Questionaire helps JC school board look inward
Wednesday, May 28, 2014
During a four-hour session Tuesday, the Jefferson City Board of Education completed a self-evaluation and spent some time contemplating how they will evaluate Supt. Brian Mitchell this year.
Facilitated by the Missouri School Boards’ Association, the evaluation posed 108 questions to the board members. All seven of the current board members, plus outgoing board president Tami Turner, answered the questionnaire which was designed to elicit board opinions on a variety of governance issues. It also highlighted areas where board members might not be as well-informed about board business as they want to be.
For example, two in eight respondents disagreed with the statement: “I can name the three subjects or grade levels or schools where student achievement in my district is the lowest.”
Three board members indicated they weren’t certain if building-level strategic plans are shaped by building-level performance data. Three indicated they didn’t know if the board encourages the administration to engage in staff evaluations exceeding minimum state requirements. And three reported they either haven’t seen copies of the tools used to evaluate the district’s staff or didn’t know if they had.
Two of the eight said they hadn’t received exit interviews gathered from staff who left the district.
“My guess is we do perform exit interviews, but it may show we’ve got a problem with practice or communication,” said Ken Theroff, board member.
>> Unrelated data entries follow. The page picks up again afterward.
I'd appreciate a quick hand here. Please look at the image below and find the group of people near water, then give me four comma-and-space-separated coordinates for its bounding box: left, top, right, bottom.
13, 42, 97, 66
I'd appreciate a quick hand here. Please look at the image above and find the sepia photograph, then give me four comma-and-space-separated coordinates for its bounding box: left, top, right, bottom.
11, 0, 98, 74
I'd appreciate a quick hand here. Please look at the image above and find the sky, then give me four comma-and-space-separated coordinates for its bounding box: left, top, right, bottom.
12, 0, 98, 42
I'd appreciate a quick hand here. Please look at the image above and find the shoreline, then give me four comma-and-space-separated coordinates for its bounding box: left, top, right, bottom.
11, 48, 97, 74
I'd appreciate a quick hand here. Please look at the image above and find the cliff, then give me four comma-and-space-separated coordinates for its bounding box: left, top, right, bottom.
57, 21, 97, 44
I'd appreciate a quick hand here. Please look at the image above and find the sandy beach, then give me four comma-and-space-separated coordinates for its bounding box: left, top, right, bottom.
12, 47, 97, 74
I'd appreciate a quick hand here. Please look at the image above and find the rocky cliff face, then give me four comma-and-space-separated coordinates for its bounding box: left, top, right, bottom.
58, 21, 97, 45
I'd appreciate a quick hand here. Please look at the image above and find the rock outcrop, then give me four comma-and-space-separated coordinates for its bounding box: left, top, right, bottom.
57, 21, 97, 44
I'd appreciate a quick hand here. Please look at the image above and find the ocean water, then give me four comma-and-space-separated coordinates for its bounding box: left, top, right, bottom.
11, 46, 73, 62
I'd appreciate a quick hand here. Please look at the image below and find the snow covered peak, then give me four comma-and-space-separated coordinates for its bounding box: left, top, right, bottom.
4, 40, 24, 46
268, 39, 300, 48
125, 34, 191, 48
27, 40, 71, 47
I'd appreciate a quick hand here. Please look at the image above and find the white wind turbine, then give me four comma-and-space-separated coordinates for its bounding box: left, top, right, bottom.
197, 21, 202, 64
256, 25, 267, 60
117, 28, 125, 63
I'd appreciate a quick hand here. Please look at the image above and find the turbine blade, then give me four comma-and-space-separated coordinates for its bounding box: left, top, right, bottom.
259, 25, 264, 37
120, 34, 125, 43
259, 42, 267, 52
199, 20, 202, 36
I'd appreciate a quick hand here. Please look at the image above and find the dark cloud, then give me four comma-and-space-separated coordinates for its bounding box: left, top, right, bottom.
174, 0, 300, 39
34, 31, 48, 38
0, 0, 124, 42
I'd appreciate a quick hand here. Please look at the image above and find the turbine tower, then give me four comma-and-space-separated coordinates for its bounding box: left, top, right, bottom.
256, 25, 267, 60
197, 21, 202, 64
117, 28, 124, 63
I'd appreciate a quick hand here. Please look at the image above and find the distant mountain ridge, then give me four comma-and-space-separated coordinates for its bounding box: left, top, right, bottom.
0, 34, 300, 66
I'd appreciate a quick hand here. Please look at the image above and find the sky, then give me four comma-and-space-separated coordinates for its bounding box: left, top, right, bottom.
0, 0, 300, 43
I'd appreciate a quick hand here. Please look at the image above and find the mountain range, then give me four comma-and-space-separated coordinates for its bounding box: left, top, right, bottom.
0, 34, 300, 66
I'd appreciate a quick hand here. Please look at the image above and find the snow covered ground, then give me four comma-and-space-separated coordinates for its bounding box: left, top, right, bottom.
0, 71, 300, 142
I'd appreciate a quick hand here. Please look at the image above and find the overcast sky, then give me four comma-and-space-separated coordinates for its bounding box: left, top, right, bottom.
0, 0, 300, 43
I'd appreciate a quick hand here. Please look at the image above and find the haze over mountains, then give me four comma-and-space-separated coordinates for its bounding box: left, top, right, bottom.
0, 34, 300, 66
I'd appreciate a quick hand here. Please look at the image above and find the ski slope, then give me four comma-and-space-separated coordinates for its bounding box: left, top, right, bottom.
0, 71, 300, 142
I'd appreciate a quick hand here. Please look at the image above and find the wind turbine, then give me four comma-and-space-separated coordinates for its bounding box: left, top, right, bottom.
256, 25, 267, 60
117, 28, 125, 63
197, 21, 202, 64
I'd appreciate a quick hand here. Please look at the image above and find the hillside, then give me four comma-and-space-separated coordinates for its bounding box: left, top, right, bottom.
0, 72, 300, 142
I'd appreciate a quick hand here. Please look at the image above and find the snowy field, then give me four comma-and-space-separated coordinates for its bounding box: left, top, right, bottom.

Joy Sweeney said she has heard verbal annual reports explaining why staff left the district, but noted those reports didn’t reflect some of the more candid explanations she’d heard in personal phone calls. She said administrators’ explanations seemed “watered down, inaccurate” to her.
“What’s customary? Do boards dig into exit interviews?” Theroff asked the two MSBA facilitators who led the meeting.
“Personally, I would do them electronically so they could be anonymous,” Phyllis Barks, the MSBA’s executive director of leadership development suggested.
Board member Doug Whitehead said he didn’t care for anonymous responses.
The work session also caused the board to consider adding specific objectives, strategies and actions steps — for themselves — to the district’s strategic plan.
Three didn’t know if board members’ requests to add agenda items were generally granted or not.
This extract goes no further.